Researchers have discovered a rich collection of ancient colored feathers that have been preserved and fossilized in tree sap in Canada.

A research team from the University of Alberta has uncovered many feathers trapped in tree resin that turned into resilient amber. Scientists believe the tiny bits of feathers may have come from non-avian dinosaurs from the late Cretaceous period.

According to the study published Thursday in the journal Science, Ryan McKellar, a paleontology graduate student of the University of Alberta, and colleagues have discovered 11 preserved feathers among the massive amber collections at the Royal Tyrrell Museum in southern Alberta.

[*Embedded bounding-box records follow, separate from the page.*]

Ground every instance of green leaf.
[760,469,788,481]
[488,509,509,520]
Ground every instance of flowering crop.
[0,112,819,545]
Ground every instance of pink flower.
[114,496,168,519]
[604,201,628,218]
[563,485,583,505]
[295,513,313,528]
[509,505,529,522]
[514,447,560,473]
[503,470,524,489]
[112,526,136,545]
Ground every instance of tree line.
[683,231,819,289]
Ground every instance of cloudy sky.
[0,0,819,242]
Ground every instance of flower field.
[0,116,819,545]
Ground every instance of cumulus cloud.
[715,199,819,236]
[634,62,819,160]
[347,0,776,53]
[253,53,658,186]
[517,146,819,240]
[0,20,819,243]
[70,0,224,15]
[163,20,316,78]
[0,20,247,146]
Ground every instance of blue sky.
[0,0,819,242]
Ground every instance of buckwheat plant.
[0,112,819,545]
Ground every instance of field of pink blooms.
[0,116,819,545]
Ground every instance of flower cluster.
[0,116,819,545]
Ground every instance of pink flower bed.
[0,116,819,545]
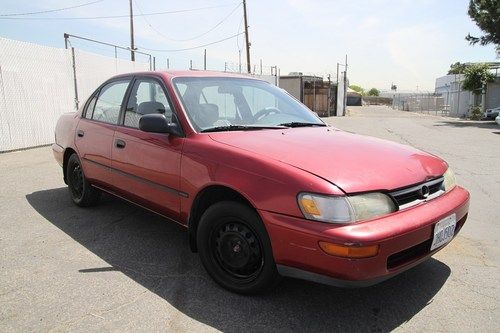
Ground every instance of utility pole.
[342,54,347,116]
[129,0,135,61]
[203,49,207,71]
[242,0,252,74]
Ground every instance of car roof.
[108,70,260,80]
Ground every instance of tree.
[368,88,380,96]
[448,62,468,75]
[465,0,500,52]
[462,64,495,96]
[349,84,365,95]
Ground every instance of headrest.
[137,102,165,114]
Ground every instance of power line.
[0,0,233,20]
[134,0,241,42]
[0,0,104,16]
[139,32,243,52]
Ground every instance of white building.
[434,74,473,117]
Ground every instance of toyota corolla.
[52,71,469,294]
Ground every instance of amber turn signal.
[319,242,379,258]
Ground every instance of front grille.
[387,214,468,270]
[389,177,444,209]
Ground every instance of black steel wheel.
[197,201,279,294]
[66,154,101,207]
[210,218,264,280]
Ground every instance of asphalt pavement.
[0,107,500,332]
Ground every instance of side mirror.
[139,113,182,136]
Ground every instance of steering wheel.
[253,106,281,121]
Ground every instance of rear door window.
[92,80,130,124]
[123,79,172,128]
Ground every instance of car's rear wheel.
[66,154,101,207]
[197,201,280,294]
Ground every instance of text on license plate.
[431,214,457,251]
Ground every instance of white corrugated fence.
[0,38,149,152]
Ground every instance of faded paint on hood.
[210,127,447,193]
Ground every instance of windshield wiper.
[278,121,326,127]
[201,125,286,132]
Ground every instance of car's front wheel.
[66,154,101,207]
[197,201,280,294]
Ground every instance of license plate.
[431,214,457,251]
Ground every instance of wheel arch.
[188,184,256,252]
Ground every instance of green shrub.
[469,106,483,120]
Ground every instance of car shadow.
[26,188,450,332]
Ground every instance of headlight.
[297,193,396,223]
[443,167,457,192]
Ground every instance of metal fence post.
[71,47,78,110]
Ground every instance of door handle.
[115,139,125,149]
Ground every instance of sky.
[0,0,500,91]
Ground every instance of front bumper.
[259,186,469,286]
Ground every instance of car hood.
[210,127,447,193]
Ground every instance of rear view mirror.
[139,113,182,136]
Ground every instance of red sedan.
[52,71,469,293]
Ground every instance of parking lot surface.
[0,107,500,332]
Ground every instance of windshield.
[173,77,325,132]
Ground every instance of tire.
[66,154,101,207]
[196,201,280,294]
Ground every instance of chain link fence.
[392,93,450,116]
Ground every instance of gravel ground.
[0,107,500,332]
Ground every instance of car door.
[111,77,184,218]
[75,78,131,186]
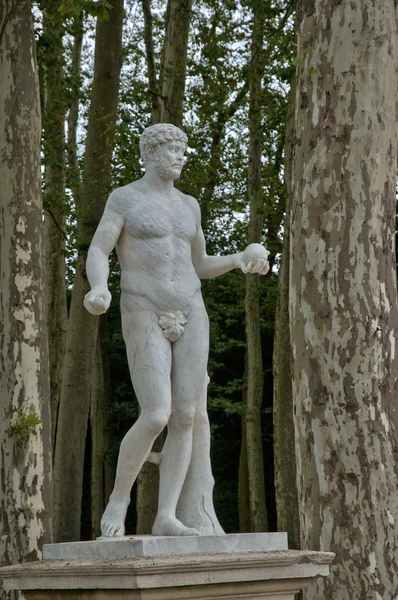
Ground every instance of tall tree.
[38,0,68,440]
[290,0,398,600]
[54,0,124,541]
[245,0,267,531]
[0,0,51,592]
[273,78,300,549]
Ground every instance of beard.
[154,153,182,181]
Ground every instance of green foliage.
[10,409,41,440]
[35,0,296,531]
[58,0,112,21]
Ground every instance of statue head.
[140,123,188,179]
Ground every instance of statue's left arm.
[191,199,269,279]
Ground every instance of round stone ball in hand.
[243,244,269,266]
[91,296,105,310]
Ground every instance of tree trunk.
[0,0,51,580]
[290,0,398,600]
[245,3,267,531]
[90,338,106,540]
[41,0,68,442]
[67,11,83,211]
[273,78,300,549]
[238,378,251,533]
[160,0,193,127]
[54,0,123,542]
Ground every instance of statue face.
[150,140,186,181]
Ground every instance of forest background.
[35,1,294,540]
[0,0,398,600]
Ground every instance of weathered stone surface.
[44,533,287,560]
[0,540,334,600]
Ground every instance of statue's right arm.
[84,192,124,315]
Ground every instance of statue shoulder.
[106,181,140,216]
[180,192,200,219]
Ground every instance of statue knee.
[142,409,170,436]
[195,410,210,427]
[170,406,196,430]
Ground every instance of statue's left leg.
[152,306,209,535]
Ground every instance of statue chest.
[124,201,196,240]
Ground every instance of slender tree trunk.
[67,11,83,207]
[41,0,68,442]
[245,2,267,531]
[90,338,106,540]
[290,0,398,600]
[238,372,251,533]
[141,0,161,125]
[273,78,300,549]
[160,0,193,127]
[54,0,123,542]
[0,0,51,598]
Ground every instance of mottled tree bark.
[238,382,250,533]
[90,338,106,540]
[290,0,398,600]
[245,2,267,531]
[0,0,51,598]
[160,0,193,127]
[40,0,68,442]
[54,0,123,542]
[273,78,300,549]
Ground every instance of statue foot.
[152,516,199,535]
[101,496,130,537]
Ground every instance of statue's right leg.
[101,311,171,537]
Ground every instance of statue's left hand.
[237,252,269,275]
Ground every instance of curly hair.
[140,123,188,165]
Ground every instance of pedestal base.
[43,533,288,560]
[0,542,334,600]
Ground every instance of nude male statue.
[84,124,269,537]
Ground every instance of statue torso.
[116,182,202,314]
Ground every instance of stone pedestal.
[0,534,334,600]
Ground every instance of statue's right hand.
[83,285,112,315]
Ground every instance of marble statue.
[84,124,269,537]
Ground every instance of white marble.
[43,533,288,560]
[84,125,269,537]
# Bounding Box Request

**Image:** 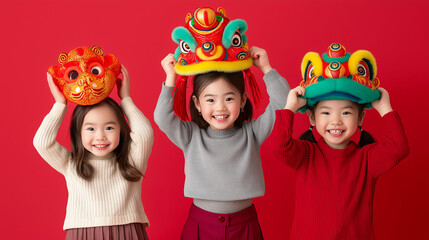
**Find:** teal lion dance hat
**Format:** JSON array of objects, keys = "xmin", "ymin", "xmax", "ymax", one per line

[{"xmin": 299, "ymin": 43, "xmax": 380, "ymax": 112}]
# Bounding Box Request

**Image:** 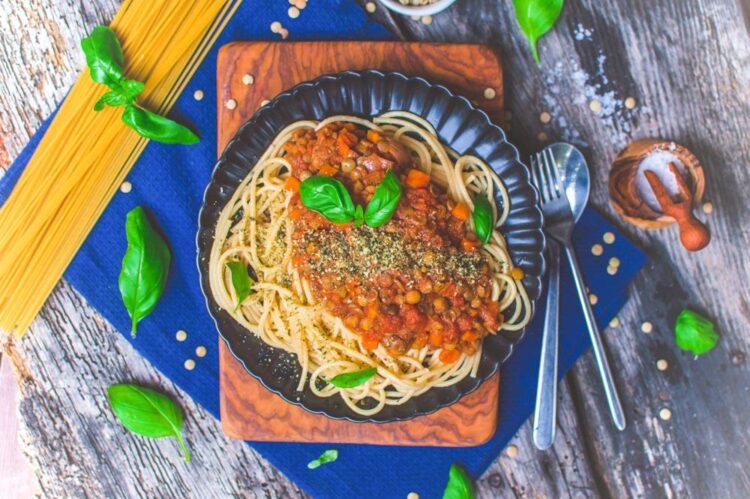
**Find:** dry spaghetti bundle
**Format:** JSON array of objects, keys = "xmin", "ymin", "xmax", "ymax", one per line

[{"xmin": 0, "ymin": 0, "xmax": 241, "ymax": 335}]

The amber is part of a huge collection holding bits of animals and birds, entire insects, parasites, and segments of tree bark - all from 70 to 80 million years ago and stored at the museum, the San Francisco Chronicle reported.

Researchers reportedly sanded down and polished the amber pieces millimeters away from the feathers, allowing them to get an up-close look at the trapped feathers. The process allowed them to see the pigments that once colored the feathers, many of which were dark gray or brown, while others were transparent.

All the feathers are preserved down to micron scale, showing indentations and pigmentation. It's also the first time we've found proto-feathers [feathers thought to belong to non-avian dinosaurs] preserved in amber, McKellar told LiveScience.

“The amber preserves microscopic detail of the feathers and even their pigment or color. I would describe the colours as typically ranging from brown to black,” he said in a university release.

One researcher said feathers had been found on much older fossils, but the new samples suggest the feathers continued to develop into a modern form, even after the extinction of dinosaurs.

Although no dinosaurs or avian fossils were found in direct association with the amber specimens, McKellar said that comparison between the amber and other fossilized feathers found in the rock suggests some of the new specimens are from dinosaurs. In particular, non-avian dinosaur evidence suggests the feathers may have come from small theropods.

McKellar says that some of the feather specimens can take on water, enabling the bird to dive more effectively and are very similar to those of modern birds like the grebe, which are able to swim underwater.